I got some really, REALLY nasty comments from readers about the ban towards the end. I didn’t publish many of them because they were so hurtful and, I felt, not the least bit constructive. I cheated a few times as things were winding down, and some readers told me they thought I was setting a bad example, being irresponsible, acting stupidly and selfishly, buying stuff I didn’t need, and all sorts of other judgmental stuff that was very difficult to hear … especially as I was doing this experiment for myself, with no intention of setting any example, good or bad.
To clarify, I used the shopping ban to explore my own spending issues and work on a behavior that had challenged me for a long time, and I chose to share that journey. If my actions were inspirational to people, that’s fantastic! I never encouraged anyone to follow in my footsteps, but if they wanted to, that was just fine. Being told that I was disappointing people by not living up to their standards for ban-behavior, however, felt upsetting and unfair.

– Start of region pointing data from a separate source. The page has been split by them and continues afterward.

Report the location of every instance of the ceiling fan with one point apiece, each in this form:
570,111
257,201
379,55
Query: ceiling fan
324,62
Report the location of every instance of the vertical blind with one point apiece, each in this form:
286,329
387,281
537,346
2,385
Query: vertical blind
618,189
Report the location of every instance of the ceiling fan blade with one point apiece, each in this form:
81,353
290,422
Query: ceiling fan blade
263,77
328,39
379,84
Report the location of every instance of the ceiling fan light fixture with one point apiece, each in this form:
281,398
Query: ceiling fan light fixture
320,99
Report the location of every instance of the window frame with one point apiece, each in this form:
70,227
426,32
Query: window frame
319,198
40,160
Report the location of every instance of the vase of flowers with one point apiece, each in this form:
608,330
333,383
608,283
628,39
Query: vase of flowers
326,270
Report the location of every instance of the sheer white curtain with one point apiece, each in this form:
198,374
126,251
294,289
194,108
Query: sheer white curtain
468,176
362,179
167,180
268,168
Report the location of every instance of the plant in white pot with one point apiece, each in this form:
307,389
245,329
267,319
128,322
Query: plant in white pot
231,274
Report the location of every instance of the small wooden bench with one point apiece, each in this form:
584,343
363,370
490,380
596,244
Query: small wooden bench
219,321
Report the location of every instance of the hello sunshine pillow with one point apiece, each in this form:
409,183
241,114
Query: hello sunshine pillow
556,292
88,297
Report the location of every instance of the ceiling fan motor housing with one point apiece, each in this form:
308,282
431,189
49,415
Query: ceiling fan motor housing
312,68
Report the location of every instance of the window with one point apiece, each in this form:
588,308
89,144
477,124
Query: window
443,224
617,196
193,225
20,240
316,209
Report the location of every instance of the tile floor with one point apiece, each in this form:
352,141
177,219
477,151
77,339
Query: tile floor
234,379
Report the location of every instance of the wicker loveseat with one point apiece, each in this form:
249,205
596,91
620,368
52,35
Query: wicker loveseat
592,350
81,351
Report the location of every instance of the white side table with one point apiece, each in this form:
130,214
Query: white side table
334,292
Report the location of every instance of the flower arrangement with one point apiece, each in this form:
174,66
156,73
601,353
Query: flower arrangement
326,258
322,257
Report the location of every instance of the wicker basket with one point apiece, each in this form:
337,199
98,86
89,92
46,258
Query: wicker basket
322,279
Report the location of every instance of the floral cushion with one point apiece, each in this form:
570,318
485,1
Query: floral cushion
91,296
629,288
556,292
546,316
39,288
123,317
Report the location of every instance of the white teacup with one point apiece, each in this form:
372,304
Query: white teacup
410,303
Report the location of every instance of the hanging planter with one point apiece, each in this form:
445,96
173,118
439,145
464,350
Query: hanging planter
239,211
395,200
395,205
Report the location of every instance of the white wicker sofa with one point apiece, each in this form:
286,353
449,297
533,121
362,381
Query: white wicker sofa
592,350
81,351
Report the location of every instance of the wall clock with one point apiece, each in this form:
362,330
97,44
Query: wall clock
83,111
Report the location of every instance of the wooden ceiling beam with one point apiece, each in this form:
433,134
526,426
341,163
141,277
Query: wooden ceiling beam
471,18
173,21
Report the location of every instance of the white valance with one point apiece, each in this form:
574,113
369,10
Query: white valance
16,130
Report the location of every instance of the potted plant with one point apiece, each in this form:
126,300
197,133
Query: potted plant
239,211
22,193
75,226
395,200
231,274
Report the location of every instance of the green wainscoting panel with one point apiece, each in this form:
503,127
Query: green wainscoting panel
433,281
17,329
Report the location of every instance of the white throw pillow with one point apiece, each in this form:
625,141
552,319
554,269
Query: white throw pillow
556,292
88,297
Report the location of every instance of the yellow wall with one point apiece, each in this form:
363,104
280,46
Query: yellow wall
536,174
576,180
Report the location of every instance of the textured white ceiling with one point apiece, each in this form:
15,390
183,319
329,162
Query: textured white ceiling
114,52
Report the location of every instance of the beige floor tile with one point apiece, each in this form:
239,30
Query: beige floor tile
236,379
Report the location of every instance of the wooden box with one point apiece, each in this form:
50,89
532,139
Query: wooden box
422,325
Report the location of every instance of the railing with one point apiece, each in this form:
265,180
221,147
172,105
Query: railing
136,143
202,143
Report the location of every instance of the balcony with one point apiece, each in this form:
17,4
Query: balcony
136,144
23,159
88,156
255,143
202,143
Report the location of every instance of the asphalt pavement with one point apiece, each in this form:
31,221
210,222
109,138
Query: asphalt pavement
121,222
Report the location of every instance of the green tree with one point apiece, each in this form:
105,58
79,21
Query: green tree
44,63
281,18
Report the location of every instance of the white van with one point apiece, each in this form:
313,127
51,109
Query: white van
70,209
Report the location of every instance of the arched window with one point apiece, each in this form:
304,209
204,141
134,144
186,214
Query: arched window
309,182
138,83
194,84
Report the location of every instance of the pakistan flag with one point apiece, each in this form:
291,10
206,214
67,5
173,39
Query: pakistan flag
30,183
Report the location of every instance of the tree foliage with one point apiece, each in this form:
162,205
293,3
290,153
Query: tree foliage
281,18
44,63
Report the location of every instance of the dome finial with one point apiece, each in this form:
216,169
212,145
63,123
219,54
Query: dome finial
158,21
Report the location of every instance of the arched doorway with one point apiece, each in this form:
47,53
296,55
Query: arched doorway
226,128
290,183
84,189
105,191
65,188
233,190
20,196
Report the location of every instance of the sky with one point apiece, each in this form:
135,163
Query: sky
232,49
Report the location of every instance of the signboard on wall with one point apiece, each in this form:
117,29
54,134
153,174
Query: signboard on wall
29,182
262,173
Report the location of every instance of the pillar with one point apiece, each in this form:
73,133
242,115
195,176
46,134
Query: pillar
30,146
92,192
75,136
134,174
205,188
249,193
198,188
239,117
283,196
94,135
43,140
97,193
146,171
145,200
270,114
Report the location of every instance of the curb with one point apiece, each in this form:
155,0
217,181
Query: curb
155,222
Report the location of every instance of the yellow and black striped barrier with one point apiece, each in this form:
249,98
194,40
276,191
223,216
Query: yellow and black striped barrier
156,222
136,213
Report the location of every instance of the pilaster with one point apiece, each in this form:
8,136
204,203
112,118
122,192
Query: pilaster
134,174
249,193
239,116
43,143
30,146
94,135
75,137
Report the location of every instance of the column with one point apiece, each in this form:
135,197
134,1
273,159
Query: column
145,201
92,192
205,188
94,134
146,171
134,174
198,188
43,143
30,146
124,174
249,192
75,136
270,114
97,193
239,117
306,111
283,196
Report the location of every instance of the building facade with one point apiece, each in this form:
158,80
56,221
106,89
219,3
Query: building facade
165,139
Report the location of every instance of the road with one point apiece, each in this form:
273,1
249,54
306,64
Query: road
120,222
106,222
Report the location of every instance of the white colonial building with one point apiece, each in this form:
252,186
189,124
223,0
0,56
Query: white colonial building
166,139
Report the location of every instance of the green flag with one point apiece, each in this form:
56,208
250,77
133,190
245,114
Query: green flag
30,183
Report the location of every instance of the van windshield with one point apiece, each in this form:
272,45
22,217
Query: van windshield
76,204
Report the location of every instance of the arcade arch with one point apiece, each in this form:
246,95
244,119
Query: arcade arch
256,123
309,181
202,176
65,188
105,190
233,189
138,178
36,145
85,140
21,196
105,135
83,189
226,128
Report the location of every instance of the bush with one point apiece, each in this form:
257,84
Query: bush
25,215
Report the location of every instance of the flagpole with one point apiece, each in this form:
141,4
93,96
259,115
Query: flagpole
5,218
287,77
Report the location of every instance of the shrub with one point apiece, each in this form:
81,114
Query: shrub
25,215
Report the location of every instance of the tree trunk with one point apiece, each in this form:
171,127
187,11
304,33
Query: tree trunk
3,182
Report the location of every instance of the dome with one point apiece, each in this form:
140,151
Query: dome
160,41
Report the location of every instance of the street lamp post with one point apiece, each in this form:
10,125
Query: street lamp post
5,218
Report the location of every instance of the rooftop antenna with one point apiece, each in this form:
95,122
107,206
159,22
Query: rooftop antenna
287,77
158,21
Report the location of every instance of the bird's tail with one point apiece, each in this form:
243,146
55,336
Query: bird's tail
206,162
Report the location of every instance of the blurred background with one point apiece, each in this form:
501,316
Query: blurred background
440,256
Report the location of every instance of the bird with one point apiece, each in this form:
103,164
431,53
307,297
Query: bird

I understand that publishing writings about myself may make me a minor role model, whether I want to be or not. But I felt maliciously judged by some of these comments in a way that shamed me for being honest about my missteps. Like I was being told that anything less than perfect-superhuman behavior was unacceptable. And, as I’ve said, I am far from perfect. FAR, people.
Now, I do love it when my readers challenge me, and disagree with me, ask me the tough questions, and get fired up about issues that we can all discuss together. So don’t get me wrong and think that I expect everyone to lavish me with praise no matter what I say or do. Not at all. But I am even more sensitive about money than I am about weight, and sharing the shopping ban was even more difficult than sharing my body-image hang-ups. To get a big dose of comment-based shame for my actions has made me very wary of sharing that type of information again.
So I’m not immediately ready to write about ban-related matters, especially as I have continued to struggle with my finances in the aftermath. In October, once a full year has gone by, I promise a mondo recap … but I’m simply not ready yet. I need some more distance on the whole experience before I’m ready to share again.